The public health burden of hepatitis B underlines the importance of discerning the mechanisms that contribute to the virus’ heterogeneous clinical outcomes. Illumination of the constellation of risk factors that predispose chronically infected individuals to HCC remains an essential goal of HBV research. Indeed, significant progress has been made in defining the interplay between HBV and host immune responses. This body of research has shown that the oncogenic nature of HBV is largely a byproduct of the inflammatory environment it creates. The virus’ capacity to evade, exhaust and provoke dysynchronous immune responses fosters a pernicious inflammatory state within the liver that is susceptible to malignant transformation. Nevertheless, there remains much to be uncovered regarding the mechanisms that impair HBV-specific immune responses, particularly intrahepatic immune responses in CHB [Citation92]. Clarifying these mechanisms could guide potential immunomodulatory therapies in both CHB and HBV-related HCC [Citation93].

Future perspective

The impact of nonimmunological host factors on clinical outcomes with CHB remains largely unexplored terrain. As discussed here, this is particularly true regarding the implications of psychosocial stress in patients with CHB. While previous studies have shown psychosocial stress to be widely prevalent among patients with CHB, few studies have studied the immunological or clinical impact of chronic stress in this patient population. As CHB and chronic stress can cause both immune dysfunction and inflammation within the liver, there are shared and feasibly synergistic pathological effects. Moreover, chronic stress has also been shown to heighten individual’s risks of cancer, including liver cancer. Despite these similarities, there is a dearth of literature on the potential role of psychosocial stress in the development of HBV-related HCC. This paucity of data provides an opportunity for further exploration and the potential identification of key players of inflammation that could provide novel therapeutic approaches for CHB- and HBV-related HCC.

Executive summary
  • Hepatitis B remains a leading risk factor for hepatocellular carcinoma (HCC) despite the advent of antiviral therapy.

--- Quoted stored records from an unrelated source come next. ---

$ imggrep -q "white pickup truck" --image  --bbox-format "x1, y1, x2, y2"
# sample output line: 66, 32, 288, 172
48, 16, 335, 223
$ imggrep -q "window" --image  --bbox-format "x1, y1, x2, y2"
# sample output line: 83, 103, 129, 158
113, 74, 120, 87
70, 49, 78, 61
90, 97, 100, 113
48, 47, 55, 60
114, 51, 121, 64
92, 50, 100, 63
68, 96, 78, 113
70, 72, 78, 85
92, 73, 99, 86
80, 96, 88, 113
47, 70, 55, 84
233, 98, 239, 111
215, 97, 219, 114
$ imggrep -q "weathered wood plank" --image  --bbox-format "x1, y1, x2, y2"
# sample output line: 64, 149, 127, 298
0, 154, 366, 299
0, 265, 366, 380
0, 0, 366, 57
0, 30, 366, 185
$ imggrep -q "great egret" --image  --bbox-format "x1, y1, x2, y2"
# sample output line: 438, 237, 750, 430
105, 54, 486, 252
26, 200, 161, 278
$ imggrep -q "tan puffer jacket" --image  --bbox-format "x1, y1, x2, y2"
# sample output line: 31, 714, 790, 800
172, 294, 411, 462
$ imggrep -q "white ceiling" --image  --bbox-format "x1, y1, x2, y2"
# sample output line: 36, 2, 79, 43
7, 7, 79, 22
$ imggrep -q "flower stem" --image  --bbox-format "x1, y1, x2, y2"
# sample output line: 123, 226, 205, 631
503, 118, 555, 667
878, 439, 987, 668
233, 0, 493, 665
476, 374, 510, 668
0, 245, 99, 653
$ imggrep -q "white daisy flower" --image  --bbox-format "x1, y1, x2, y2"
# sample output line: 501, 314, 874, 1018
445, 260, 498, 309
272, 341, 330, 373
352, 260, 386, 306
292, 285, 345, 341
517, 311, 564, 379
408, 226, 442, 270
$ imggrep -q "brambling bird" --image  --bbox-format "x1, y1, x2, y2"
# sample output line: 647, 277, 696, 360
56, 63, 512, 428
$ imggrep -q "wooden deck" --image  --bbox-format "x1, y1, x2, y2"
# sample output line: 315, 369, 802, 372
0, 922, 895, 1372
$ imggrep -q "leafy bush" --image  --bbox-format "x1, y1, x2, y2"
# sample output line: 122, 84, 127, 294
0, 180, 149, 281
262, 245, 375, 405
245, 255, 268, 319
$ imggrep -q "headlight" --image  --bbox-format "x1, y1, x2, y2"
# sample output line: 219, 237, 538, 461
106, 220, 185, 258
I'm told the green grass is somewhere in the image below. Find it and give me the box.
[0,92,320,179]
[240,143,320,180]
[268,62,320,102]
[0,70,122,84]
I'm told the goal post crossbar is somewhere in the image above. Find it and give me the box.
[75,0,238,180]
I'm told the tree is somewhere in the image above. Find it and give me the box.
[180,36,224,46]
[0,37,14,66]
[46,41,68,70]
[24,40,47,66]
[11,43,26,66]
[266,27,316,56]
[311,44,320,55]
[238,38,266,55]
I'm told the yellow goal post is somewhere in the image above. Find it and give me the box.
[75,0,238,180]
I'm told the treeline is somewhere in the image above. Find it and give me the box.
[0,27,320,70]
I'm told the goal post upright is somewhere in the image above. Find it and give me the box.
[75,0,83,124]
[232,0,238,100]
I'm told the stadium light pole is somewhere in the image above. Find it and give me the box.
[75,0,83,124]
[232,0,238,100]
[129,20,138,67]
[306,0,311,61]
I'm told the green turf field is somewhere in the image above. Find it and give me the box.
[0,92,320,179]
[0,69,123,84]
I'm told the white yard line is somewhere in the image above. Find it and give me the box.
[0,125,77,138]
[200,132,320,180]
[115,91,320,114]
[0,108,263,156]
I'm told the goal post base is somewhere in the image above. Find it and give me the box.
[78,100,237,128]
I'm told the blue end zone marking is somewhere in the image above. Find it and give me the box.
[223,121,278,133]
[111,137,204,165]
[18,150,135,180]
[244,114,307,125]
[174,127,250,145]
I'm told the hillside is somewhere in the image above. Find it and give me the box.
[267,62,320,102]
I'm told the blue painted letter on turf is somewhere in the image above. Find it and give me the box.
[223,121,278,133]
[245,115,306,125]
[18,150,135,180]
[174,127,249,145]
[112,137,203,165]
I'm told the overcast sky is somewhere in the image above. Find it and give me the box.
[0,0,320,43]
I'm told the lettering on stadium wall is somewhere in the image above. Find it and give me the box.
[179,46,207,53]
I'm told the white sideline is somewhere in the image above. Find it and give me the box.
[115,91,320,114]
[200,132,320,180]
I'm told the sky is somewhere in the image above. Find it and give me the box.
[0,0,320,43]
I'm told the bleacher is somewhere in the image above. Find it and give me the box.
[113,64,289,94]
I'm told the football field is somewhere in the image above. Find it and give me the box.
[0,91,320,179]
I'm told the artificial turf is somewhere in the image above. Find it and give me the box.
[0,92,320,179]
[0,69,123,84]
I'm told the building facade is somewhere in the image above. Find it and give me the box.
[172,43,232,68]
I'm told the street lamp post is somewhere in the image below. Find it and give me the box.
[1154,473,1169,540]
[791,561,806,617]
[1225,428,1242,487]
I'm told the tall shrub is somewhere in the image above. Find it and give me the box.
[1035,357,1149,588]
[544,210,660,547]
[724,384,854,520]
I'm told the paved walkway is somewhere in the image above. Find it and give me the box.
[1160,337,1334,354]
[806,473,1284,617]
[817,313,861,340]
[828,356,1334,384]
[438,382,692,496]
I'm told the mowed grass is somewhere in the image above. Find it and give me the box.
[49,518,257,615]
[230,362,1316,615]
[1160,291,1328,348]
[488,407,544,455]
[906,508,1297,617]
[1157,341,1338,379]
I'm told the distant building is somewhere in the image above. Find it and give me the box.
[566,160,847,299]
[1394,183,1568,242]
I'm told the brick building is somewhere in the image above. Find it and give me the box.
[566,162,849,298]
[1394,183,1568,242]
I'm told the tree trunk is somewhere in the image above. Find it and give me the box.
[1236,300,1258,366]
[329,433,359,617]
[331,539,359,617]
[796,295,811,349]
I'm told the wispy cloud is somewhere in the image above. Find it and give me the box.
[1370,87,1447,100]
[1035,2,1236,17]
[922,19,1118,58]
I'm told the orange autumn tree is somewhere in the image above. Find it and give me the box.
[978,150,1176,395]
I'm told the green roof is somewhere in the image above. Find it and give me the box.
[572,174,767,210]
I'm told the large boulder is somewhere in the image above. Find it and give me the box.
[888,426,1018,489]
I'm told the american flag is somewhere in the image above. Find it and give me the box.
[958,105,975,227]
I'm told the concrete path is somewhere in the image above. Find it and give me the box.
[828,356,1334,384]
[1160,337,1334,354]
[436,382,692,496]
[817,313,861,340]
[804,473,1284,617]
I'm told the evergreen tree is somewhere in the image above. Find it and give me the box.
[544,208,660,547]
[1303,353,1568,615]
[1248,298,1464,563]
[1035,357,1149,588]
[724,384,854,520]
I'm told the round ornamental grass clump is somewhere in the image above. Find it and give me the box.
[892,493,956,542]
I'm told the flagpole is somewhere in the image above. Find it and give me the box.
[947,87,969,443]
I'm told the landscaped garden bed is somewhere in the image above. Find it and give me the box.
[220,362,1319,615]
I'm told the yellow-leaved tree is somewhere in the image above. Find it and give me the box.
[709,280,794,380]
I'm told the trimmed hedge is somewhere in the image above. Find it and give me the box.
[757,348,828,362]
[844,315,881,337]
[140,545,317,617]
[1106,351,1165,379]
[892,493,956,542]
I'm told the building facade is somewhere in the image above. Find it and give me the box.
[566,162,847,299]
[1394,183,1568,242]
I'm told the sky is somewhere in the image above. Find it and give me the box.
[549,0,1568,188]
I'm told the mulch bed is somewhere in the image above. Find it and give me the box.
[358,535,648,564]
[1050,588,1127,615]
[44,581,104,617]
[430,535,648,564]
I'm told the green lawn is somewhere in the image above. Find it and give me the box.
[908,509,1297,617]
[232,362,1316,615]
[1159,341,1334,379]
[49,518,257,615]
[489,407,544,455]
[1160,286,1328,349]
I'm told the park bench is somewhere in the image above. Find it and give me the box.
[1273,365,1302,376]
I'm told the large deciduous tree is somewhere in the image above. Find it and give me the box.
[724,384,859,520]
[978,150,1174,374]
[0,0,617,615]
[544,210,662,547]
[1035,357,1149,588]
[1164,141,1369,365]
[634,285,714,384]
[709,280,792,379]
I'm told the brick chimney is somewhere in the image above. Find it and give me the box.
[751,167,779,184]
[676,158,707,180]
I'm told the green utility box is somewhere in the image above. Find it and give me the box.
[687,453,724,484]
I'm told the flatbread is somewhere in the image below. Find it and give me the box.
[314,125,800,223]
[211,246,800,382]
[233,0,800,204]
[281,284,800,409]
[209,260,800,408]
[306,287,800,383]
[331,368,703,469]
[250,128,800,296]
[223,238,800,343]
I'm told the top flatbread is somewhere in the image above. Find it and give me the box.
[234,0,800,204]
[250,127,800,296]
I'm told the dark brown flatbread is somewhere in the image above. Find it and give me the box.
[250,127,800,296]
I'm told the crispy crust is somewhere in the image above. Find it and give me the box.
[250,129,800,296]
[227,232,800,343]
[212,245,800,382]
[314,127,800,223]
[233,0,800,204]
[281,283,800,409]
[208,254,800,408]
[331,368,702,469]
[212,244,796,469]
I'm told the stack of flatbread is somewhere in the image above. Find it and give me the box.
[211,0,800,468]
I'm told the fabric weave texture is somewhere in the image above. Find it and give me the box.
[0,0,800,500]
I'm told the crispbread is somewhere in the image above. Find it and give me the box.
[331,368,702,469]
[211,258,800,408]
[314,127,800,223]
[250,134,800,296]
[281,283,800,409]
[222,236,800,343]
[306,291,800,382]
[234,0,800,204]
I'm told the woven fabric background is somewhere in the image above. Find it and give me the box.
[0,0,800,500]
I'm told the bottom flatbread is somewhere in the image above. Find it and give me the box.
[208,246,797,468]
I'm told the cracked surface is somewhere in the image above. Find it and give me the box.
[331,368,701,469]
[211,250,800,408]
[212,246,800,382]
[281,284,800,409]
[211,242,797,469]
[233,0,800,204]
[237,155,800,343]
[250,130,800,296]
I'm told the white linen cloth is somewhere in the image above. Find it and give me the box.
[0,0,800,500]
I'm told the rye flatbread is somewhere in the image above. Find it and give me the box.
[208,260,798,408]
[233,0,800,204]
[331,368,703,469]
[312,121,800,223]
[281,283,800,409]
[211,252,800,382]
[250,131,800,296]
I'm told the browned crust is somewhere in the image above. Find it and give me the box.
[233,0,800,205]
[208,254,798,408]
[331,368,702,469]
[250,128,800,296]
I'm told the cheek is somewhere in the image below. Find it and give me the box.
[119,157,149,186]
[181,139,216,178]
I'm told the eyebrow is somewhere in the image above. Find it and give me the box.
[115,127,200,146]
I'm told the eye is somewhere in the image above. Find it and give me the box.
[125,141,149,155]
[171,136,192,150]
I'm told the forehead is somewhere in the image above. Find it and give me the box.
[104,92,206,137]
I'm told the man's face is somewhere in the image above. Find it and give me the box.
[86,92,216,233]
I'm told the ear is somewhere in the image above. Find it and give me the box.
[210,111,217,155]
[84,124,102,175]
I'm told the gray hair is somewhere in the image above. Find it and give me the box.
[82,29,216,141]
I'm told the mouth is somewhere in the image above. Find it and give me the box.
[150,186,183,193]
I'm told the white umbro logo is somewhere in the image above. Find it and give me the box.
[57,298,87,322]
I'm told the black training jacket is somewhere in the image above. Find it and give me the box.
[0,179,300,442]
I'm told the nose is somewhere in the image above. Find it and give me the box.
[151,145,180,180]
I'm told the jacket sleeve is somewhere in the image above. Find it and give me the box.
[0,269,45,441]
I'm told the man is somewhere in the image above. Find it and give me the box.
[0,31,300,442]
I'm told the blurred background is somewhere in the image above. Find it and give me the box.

  • Clinical outcomes from chronic hepatitis B virus (HBV) infection vary and are influenced by a dysregulated host immune response. The underlying pathology of HBV-related HCC is similarly driven by persistent viral infection and an inappropriate inflammatory state.

  • Chronic stress can amplify and perpetuate inflammation that has negative consequences in both chronic liver disease and gastrointestinal malignancies.

  • Immune function in chronic hepatitis B is impaired by chronic stress. This raises a plausible relationship between chronic stress and HCC development in chronic HBV infection. However, few studies have examined the impact of chronic stress on the development of HBV-related HCC.

  • The paucity of research investigating the interplay between HBV-related HCC development and chronic stress warrants investigation at the pathophysiological and clinical level.

Author contributions

HW Hann conceived the idea for the manuscript. All authors were involved in the writing, editing and drafting of the manuscript.

Financial & competing interests disclosure

The authors have no relevant affiliations or financial involvement with any organization or entity with a financial interest in or financial conflict with the subject matter or materials discussed in the manuscript. This includes employment, consultancies, honoraria, stock ownership or options, expert testimony, grants or patents received or pending, or royalties.

No writing assistance was utilized in the production of this manuscript.